Really, what did they think was going to happen? While politicians couldn’t ever create or legislate billions working together around the world, they could and can surely break voluntary economic arrangements. When you have guns, handcuffs, the power to quite literally shut off power sources to the productive, not to mention the wealth produced by the productive, you have the power to impose command-and-control. And so they did, only for the “supply chains” painstakingly created in self-interested but spontaneous form over many decades to suddenly break apart. Just don’t call it inflation, or shortages.

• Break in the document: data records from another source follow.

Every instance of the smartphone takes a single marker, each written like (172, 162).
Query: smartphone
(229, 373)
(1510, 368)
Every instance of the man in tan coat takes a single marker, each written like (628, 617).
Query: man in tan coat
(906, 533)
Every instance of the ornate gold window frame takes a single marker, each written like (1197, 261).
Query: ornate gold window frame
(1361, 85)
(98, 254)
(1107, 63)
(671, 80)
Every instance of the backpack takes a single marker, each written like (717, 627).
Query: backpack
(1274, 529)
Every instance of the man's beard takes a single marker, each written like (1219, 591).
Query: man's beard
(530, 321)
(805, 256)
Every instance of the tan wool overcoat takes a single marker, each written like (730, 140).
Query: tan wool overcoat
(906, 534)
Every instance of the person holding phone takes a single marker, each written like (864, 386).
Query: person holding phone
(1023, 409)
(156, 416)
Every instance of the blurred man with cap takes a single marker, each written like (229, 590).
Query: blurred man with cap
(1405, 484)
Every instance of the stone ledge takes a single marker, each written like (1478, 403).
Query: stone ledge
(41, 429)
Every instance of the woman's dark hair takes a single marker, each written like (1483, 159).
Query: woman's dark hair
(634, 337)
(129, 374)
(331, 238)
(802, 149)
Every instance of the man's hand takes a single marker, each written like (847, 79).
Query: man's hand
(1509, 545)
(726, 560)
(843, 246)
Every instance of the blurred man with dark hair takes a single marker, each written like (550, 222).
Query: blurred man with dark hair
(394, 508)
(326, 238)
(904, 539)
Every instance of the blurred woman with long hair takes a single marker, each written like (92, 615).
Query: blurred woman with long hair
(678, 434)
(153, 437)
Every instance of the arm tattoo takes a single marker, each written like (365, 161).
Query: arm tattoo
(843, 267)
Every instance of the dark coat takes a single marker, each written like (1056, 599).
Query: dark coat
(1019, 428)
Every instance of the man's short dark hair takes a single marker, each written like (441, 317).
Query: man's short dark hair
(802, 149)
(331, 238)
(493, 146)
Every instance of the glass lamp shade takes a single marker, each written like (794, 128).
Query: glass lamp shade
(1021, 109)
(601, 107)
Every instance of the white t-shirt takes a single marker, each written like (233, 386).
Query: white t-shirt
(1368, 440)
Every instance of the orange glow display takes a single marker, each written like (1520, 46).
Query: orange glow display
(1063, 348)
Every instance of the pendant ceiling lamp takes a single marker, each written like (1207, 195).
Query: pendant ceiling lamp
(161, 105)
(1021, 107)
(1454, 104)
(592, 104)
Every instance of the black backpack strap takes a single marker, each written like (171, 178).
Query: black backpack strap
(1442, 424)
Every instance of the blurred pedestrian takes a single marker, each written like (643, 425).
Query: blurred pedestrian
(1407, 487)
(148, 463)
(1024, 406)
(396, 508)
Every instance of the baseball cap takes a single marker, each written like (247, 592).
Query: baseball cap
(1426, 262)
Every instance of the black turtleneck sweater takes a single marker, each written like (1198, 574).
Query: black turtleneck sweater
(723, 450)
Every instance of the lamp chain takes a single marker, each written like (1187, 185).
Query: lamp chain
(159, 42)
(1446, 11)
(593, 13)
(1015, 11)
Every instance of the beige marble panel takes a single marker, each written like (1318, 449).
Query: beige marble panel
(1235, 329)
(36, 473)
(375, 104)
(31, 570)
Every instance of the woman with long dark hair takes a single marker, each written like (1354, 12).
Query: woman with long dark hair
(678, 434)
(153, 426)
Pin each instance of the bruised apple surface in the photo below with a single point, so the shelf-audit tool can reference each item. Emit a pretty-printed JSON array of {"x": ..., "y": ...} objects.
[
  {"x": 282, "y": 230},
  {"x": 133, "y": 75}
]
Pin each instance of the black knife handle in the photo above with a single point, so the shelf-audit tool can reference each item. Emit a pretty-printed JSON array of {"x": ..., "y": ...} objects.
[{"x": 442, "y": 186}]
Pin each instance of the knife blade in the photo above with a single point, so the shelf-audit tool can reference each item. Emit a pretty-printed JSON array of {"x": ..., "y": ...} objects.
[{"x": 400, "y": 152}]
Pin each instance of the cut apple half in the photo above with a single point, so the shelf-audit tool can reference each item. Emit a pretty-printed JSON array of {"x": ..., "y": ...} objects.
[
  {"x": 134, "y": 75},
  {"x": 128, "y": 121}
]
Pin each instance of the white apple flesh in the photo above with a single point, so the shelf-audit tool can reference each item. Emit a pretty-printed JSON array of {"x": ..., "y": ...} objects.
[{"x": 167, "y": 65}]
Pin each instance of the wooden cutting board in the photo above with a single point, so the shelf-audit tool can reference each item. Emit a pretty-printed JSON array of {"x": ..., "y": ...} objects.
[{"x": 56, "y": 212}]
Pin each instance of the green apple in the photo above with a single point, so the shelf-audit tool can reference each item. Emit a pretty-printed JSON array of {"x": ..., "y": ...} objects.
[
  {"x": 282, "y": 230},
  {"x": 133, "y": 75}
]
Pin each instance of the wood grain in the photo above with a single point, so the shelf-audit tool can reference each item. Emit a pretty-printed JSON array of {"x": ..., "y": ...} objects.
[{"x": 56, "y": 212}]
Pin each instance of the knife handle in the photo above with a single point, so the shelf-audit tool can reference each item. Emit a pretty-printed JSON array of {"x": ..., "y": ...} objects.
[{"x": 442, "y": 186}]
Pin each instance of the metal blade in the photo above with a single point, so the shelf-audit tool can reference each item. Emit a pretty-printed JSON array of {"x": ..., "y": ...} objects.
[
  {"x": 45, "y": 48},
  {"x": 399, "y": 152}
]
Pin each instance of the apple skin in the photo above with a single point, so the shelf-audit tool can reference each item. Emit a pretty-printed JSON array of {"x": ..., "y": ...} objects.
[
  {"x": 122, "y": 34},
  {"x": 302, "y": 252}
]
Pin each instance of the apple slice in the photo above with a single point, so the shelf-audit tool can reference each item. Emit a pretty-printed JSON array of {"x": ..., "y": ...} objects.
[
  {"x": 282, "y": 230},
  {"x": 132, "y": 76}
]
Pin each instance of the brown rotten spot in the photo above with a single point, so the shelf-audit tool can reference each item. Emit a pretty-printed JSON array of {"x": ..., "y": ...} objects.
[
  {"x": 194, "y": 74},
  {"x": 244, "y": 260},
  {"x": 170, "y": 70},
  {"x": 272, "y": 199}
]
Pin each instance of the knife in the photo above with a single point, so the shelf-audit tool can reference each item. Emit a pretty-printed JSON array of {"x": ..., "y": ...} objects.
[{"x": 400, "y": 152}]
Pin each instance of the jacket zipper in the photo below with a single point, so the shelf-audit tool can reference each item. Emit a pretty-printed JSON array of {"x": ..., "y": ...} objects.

Inflation is a devaluation of the unit of account. In our case it’s the devaluation of the dollar. And while Treasury hasn’t always done a great job as the dollar’s steward over the decades, that’s just the point. Devaluation was routine problem in the 1970s, it ceased to be in the 80s and 90s, but it reared its ugly head once again during the George W. Bush administration in the early 2000s. To say inflation is a “now” thing is to ignore that it’s more realistically been a 21st century-long thing.
We don’t suddenly have an inflation problem. To say we do is the equivalent of saying that the Soviets had inflation because all the goods worth getting were both difficult to find, and incredibly expensive if they could be found. In our case we’ve had a lockdown problem care of nail-biting politicians that suffocated commercial cooperation around the world. And with work divided less than it used to be care of government force, productivity is naturally lower than it used to be.
Please consider modern productivity in terms of Smith’s pin factory example yet again, and ask what it would do to supply. The only thing is supply shortfalls are not evidence of inflation. A rise in one price due to lack of supply implies a fall in other prices. Yes, we have a central planning problem. Were he around today, Adam Smith could diagnose this in seconds.